All they know how to do is reference "peer-reviewed" (meaning total nonsense) papers to "prove" things.
For what it's worth, my undergraduate experience was that we had very few opportunities to do any actual empirical* research in most disciplines.
Most of the "research" positions available were just grunt work, and even in cases where we had the opportunity to perform some independent research, often we had to use relatively unreliable methodologies because the more robust ones required more resources than we had access to.
I also found that a lot of hard science students didn't understand the statistical methods they were applying very well, but that's a different can of worms.
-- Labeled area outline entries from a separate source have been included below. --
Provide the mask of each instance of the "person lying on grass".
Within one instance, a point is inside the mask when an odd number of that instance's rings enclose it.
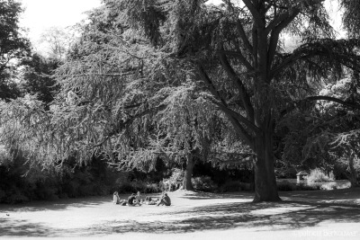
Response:
[[[151,197],[146,197],[146,199],[144,200],[144,204],[155,205],[155,204],[157,204],[157,199],[153,199]]]
[[[141,206],[141,203],[136,200],[135,193],[132,193],[131,196],[129,197],[128,206]]]
[[[112,203],[124,205],[124,203],[126,204],[126,200],[121,200],[119,197],[119,192],[115,191],[113,192]]]
[[[160,201],[157,204],[157,206],[160,205],[165,205],[165,206],[170,206],[171,205],[171,200],[167,196],[167,193],[163,193],[163,197],[160,199]]]

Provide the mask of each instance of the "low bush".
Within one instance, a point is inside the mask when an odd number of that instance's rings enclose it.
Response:
[[[199,176],[192,178],[192,183],[195,190],[202,191],[213,191],[217,185],[213,182],[210,176]]]
[[[220,187],[220,192],[226,191],[241,191],[240,182],[238,181],[227,181]]]
[[[325,182],[335,181],[334,174],[327,175],[321,169],[315,168],[311,170],[308,176],[308,182]]]
[[[148,183],[146,186],[144,193],[158,193],[160,192],[161,189],[159,188],[158,184],[157,183]]]
[[[320,190],[319,185],[299,184],[296,185],[296,191],[315,191]]]
[[[282,181],[277,183],[277,191],[291,191],[294,190],[296,190],[296,185],[288,181]]]

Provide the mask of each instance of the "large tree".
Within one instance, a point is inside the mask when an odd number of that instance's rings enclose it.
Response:
[[[81,160],[100,148],[127,160],[148,145],[148,123],[183,91],[216,107],[252,149],[254,200],[279,200],[273,149],[279,119],[318,100],[358,108],[316,95],[317,83],[356,72],[360,63],[360,41],[335,40],[324,1],[104,3],[58,70],[62,92],[44,118],[51,130],[29,137],[43,143],[32,145],[42,146],[36,153],[52,147],[52,158],[76,153]],[[302,44],[286,51],[284,33]]]
[[[192,64],[200,91],[210,93],[207,100],[256,155],[254,200],[279,200],[273,152],[276,122],[297,104],[346,104],[312,94],[316,83],[336,81],[345,68],[358,70],[359,40],[335,39],[321,0],[224,1],[217,7],[191,0],[121,1],[118,6],[156,48],[170,52],[168,58]],[[284,33],[299,36],[302,44],[286,52],[281,48]]]

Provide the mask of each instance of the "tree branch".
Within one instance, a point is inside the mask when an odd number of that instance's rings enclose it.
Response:
[[[306,102],[312,102],[312,101],[319,101],[319,100],[334,102],[338,102],[341,105],[344,105],[344,106],[346,106],[349,108],[360,110],[360,105],[356,104],[356,103],[346,102],[338,98],[329,97],[329,96],[310,96],[310,97],[307,97],[305,99],[297,101],[297,102],[293,102],[292,104],[289,105],[286,109],[283,110],[280,112],[280,116],[284,117],[284,115],[288,114],[292,111],[295,110],[298,105],[303,104]]]
[[[238,90],[240,93],[241,102],[244,105],[245,110],[247,111],[247,115],[248,119],[251,122],[254,122],[254,108],[251,106],[250,97],[248,93],[247,89],[245,88],[240,78],[237,76],[235,70],[232,68],[225,54],[220,53],[220,58],[225,71],[228,73],[229,76],[234,81],[236,86],[238,87]]]
[[[256,22],[258,27],[265,27],[265,23],[263,22],[263,18],[255,5],[251,3],[250,0],[243,0],[245,5],[248,7],[248,11],[250,11],[251,14],[254,17],[255,22]]]
[[[253,54],[253,46],[251,46],[239,19],[237,20],[237,28],[245,47],[251,54]]]

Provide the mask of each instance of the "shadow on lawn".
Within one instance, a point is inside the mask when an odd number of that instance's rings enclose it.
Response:
[[[28,223],[25,220],[14,221],[11,218],[0,218],[0,236],[51,236],[53,229],[40,224]]]
[[[37,200],[24,204],[0,204],[0,212],[66,210],[68,208],[96,207],[104,202],[109,202],[109,200],[111,200],[111,198],[107,196],[84,199],[62,199],[56,201]]]
[[[195,196],[194,196],[195,197]],[[250,197],[250,196],[249,196]],[[284,200],[282,202],[224,202],[187,209],[160,207],[158,213],[132,219],[107,221],[87,228],[47,228],[22,220],[0,218],[1,236],[75,236],[79,234],[114,233],[188,233],[266,227],[268,230],[299,229],[331,220],[337,223],[359,223],[360,206]],[[156,208],[156,207],[154,207]],[[147,218],[149,217],[150,218]]]
[[[185,193],[183,196],[180,196],[181,199],[189,199],[189,200],[215,200],[215,199],[244,199],[244,200],[252,200],[254,199],[254,192],[246,191],[246,192],[232,192],[232,193],[212,193],[212,192],[204,192],[204,191],[198,191],[198,192],[192,192],[192,193]]]
[[[166,216],[170,217],[170,220],[118,221],[101,227],[93,227],[89,231],[93,234],[186,233],[266,227],[269,230],[298,229],[314,227],[326,220],[358,223],[360,207],[302,201],[224,203],[167,213]]]

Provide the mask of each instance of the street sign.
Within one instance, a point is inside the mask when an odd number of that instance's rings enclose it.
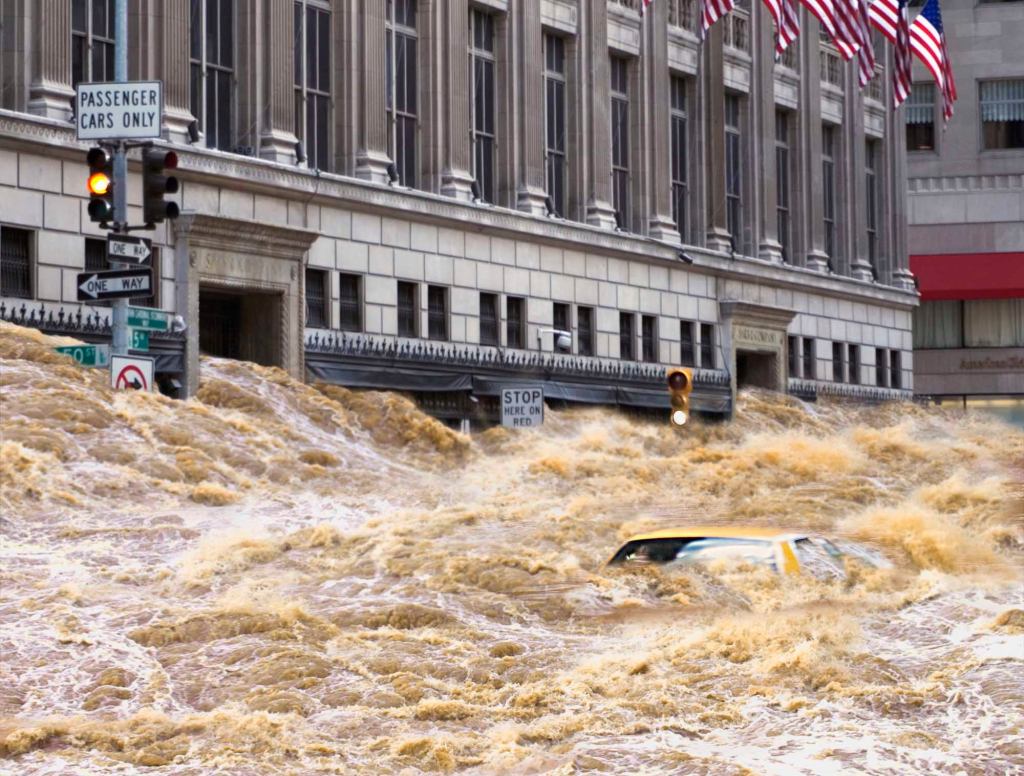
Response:
[[[166,332],[171,328],[171,314],[153,307],[129,307],[128,326],[150,332]]]
[[[53,348],[58,353],[70,355],[79,367],[109,367],[111,364],[110,345],[62,345]]]
[[[502,388],[502,425],[534,428],[544,423],[544,389]]]
[[[155,360],[144,355],[111,356],[111,387],[116,390],[152,391]]]
[[[145,297],[153,293],[153,270],[114,269],[105,272],[80,272],[78,301]]]
[[[106,258],[127,264],[148,264],[153,241],[127,234],[106,235]]]
[[[79,140],[157,138],[164,123],[164,84],[161,81],[79,84],[75,106]]]
[[[150,333],[140,329],[129,329],[128,347],[132,350],[150,349]]]

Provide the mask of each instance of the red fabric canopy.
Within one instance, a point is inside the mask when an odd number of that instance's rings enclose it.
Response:
[[[921,298],[1024,297],[1024,253],[941,253],[911,256]]]

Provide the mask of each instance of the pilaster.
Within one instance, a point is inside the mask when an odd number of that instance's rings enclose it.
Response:
[[[71,1],[34,0],[32,80],[29,113],[68,121],[75,90],[71,85]]]

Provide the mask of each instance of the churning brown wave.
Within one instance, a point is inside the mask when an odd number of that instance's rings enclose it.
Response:
[[[0,772],[1024,768],[1009,426],[752,393],[470,439],[226,360],[115,394],[52,344],[0,329]],[[603,567],[687,521],[892,567]]]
* "Empirical" is a pretty big caveat here — I know some math majors that had the opportunity to carry out some substantive research, and I imagine the same goes for other disciplines that don't rely as heavily on labor-intensive (or capital-intensive, or both) data collection.
These well meaning sort of things are nice but completely miss the point.
Were you pushed, coerced, encouraged, fancied a go, bloody minded or all of the above. There is the concept of the "self starter" - someone who simply does exactly what you think they should. There's the bloody minded ones who simply don't conform.
People are people. No more and no less. Children can be guided and sometimes you get it right. My uncle made a suggestion 35 odd years ago about me looking into Civil Engineering and I ended up running an IT company for the last 22 years.